Tribunales

Juzgan a dos guardias civiles por presuntas torturas en el sur de Tenerife

La Fiscalía, que pide un total de cinco años de cárcel para cada uno, considera probado que los agentes redujeron brutalmente a un belga de 62 años de edad y le pegaron puñetazos en la cabeza

La vista tendrá lugar el próximo lunes en la Audiencia Provincial tinerfeña. DA

La Sección Quinta de la Audiencia Provincial de Santa Cruz de Tenerife tiene previsto celebrar el próximo lunes un juicio en el que se acusa a dos guardias civiles de la presunta comisión de los delitos de tortura y detención ilegal de los que habría sido víctima un ciudadano belga, en unos hechos que acaecieron en septiembre de 2014 en una urbanización de Costa del Silencio.

Por hechos que considera probados, la Fiscalía pide para los dos guardias civiles un total de cinco años de prisión a cada uno, dos por el delito de torturas y tres por el de detención ilegal.

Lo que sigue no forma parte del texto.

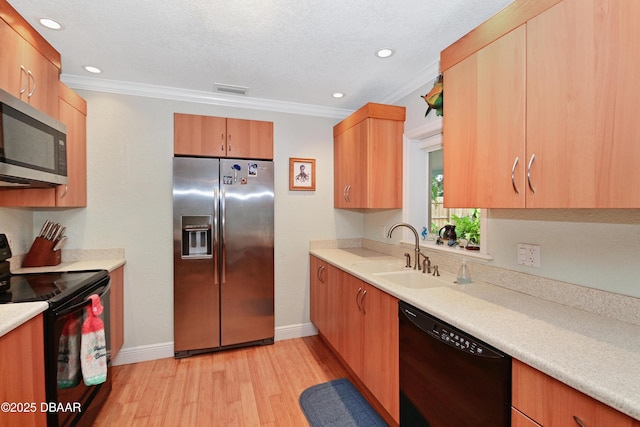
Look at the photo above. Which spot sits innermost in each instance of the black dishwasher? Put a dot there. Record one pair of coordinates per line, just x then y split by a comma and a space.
449, 378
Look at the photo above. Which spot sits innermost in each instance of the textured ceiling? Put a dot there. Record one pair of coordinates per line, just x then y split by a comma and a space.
289, 51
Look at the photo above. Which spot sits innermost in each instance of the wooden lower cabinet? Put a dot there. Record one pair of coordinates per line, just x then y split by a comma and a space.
116, 310
360, 322
22, 373
550, 402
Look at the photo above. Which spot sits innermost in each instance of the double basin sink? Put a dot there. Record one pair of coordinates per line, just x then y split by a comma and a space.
403, 276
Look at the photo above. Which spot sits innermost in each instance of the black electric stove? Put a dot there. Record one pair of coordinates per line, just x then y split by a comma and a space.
55, 288
68, 296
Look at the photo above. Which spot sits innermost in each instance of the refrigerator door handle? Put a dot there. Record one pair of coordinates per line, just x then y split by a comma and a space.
216, 236
223, 252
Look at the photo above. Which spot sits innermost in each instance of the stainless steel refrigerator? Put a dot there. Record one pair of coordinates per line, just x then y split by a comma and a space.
223, 253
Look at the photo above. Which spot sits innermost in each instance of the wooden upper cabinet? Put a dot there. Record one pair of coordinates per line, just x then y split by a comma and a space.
368, 158
550, 402
582, 92
580, 137
249, 138
207, 136
484, 126
29, 66
73, 113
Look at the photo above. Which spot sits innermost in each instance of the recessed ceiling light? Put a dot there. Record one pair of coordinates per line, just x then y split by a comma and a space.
384, 52
50, 24
92, 69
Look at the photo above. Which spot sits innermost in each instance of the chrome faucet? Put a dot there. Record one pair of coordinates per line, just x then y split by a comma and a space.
417, 247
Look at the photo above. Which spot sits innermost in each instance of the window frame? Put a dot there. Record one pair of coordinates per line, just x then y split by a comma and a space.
422, 139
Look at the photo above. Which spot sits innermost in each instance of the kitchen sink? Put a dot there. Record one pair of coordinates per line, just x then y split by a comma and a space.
416, 279
373, 267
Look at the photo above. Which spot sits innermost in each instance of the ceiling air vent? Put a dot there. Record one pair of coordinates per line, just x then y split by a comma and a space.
234, 90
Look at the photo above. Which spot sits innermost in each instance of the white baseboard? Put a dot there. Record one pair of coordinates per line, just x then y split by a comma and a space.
162, 350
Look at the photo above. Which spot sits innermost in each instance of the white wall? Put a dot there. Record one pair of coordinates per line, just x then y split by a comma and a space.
130, 147
597, 248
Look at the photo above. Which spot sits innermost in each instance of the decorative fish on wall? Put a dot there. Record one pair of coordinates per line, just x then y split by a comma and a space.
435, 97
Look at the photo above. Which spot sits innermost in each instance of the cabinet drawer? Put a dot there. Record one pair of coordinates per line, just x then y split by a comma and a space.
550, 402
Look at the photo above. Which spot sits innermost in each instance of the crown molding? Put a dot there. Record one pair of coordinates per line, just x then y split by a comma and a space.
428, 73
202, 97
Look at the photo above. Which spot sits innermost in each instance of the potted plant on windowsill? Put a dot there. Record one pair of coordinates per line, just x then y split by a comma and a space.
468, 228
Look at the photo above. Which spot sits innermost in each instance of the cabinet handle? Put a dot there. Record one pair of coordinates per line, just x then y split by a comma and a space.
33, 89
319, 273
533, 157
579, 421
513, 175
23, 72
364, 294
357, 300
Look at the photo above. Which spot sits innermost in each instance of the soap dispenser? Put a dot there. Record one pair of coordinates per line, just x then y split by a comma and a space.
463, 273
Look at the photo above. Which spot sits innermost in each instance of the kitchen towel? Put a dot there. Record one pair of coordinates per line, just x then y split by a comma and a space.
69, 353
338, 404
93, 350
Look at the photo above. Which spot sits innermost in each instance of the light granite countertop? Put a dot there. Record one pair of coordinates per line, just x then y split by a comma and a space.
14, 315
592, 353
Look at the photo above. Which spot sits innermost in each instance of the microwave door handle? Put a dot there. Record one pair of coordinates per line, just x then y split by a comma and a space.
82, 304
223, 214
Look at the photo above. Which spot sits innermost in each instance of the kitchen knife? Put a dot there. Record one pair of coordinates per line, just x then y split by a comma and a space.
44, 227
60, 243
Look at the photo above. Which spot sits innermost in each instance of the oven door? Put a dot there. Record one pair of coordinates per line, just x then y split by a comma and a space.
70, 401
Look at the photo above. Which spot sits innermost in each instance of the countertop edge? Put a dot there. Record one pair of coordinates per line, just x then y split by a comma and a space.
533, 336
13, 316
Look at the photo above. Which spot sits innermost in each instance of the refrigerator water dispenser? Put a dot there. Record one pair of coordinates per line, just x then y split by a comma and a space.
196, 236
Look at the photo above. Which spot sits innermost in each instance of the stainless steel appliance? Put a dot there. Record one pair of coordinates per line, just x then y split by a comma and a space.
33, 146
223, 253
449, 378
66, 293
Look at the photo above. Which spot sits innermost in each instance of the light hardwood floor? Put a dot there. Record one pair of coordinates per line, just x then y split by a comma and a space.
255, 386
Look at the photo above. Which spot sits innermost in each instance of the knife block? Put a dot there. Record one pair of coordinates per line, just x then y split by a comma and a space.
42, 254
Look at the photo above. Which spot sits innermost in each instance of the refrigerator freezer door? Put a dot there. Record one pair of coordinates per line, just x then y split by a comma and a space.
247, 198
196, 289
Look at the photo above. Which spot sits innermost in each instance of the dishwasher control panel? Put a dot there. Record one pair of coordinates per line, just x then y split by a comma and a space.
448, 334
457, 339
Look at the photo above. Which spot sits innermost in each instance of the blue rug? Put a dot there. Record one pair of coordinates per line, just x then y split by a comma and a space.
338, 404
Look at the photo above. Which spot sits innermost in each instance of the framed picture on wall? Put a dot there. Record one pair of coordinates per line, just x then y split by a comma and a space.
302, 174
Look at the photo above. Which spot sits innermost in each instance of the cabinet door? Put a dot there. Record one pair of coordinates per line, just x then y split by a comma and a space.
552, 403
350, 167
11, 76
484, 126
251, 139
319, 293
349, 327
582, 93
380, 344
195, 135
72, 110
43, 81
22, 373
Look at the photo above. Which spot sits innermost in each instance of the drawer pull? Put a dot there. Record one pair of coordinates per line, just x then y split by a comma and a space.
513, 175
579, 421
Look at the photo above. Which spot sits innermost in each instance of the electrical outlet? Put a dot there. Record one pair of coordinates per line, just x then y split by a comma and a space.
529, 255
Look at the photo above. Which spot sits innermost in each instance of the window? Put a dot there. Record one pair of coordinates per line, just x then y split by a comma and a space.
425, 189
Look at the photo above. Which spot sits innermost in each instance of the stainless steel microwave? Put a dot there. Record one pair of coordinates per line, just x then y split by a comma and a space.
33, 146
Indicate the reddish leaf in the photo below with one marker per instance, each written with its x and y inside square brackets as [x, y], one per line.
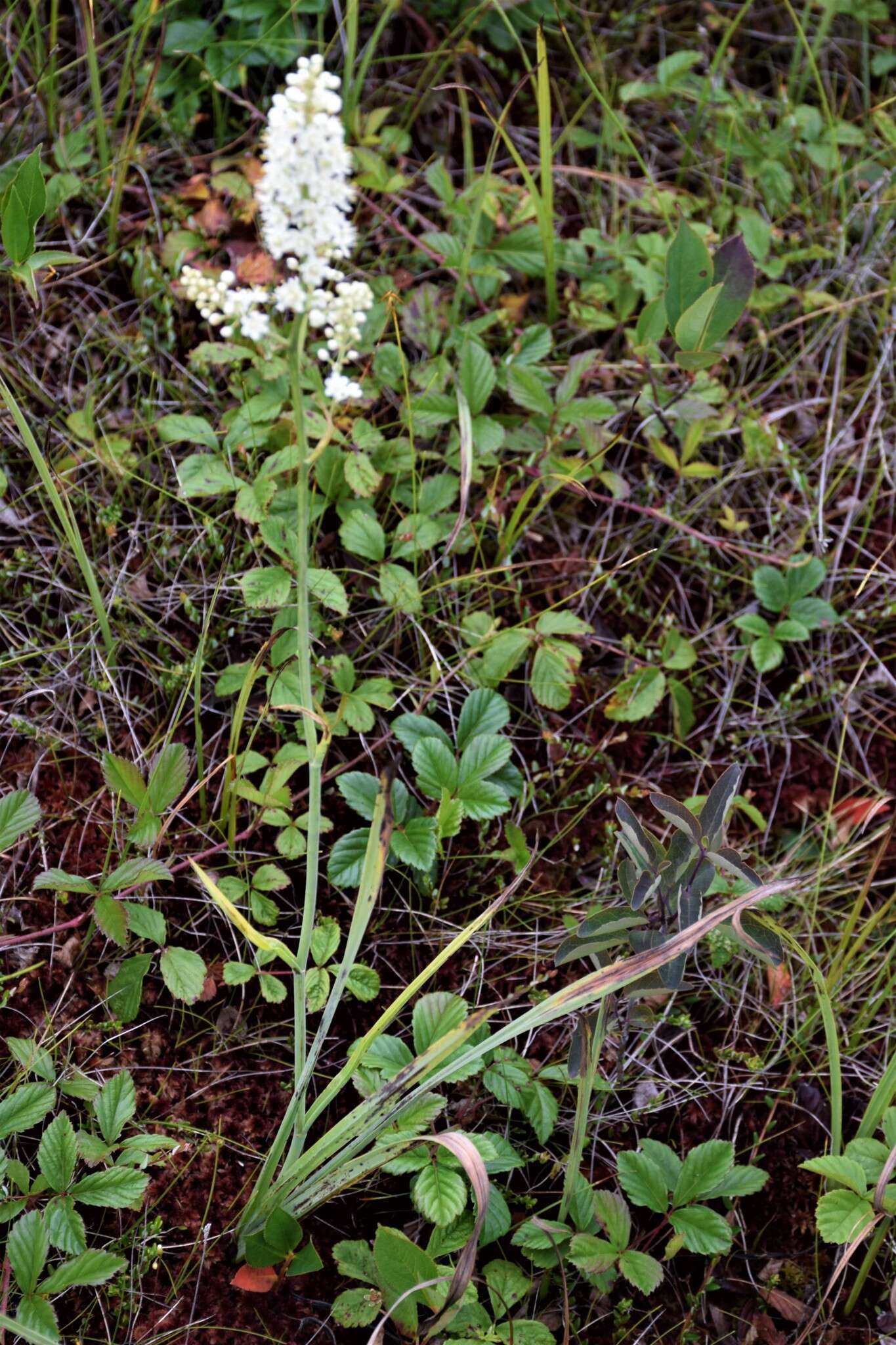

Además, la acusación particular, ejercida por el aludido ciudadano belga, acusa también a los guardias por un presunto delito de falsedad documental.

Según la versión del Ministerio Público, mientras uno de los guardias solicitaba la documentación a la víctima en la puerta de su domicilio, al otro “le disgustó” que la mujer del belga sacaba fotos con una tablet desde el interior de su vivienda, por lo que “procedieron a arrebatarle la tablet, entrando para ello en su vivienda uno de los guardias”, mientras que el otro impedía al belga “el acceso a su propia vivienda”, para a continuación “arrastrarle de un brazo y arrojarlo al suelo, procediendo ambos acusados, con absoluto abuso de su cargo y con intención de castigarle por su reacción, a reducirlo brutalmente, colocándose sobre él mientras uno le inmovilizaba retorciéndole la pierna y el otro le propinaba puñetazos en su cabeza”. Tras semejante trato, fue conducido a dependencias policiales, donde pasó la noche en el calabozo y fue liberado al día siguiente por la autoridad judicial.

Cuando sucedieron estos hechos, el belga tenía 62 años.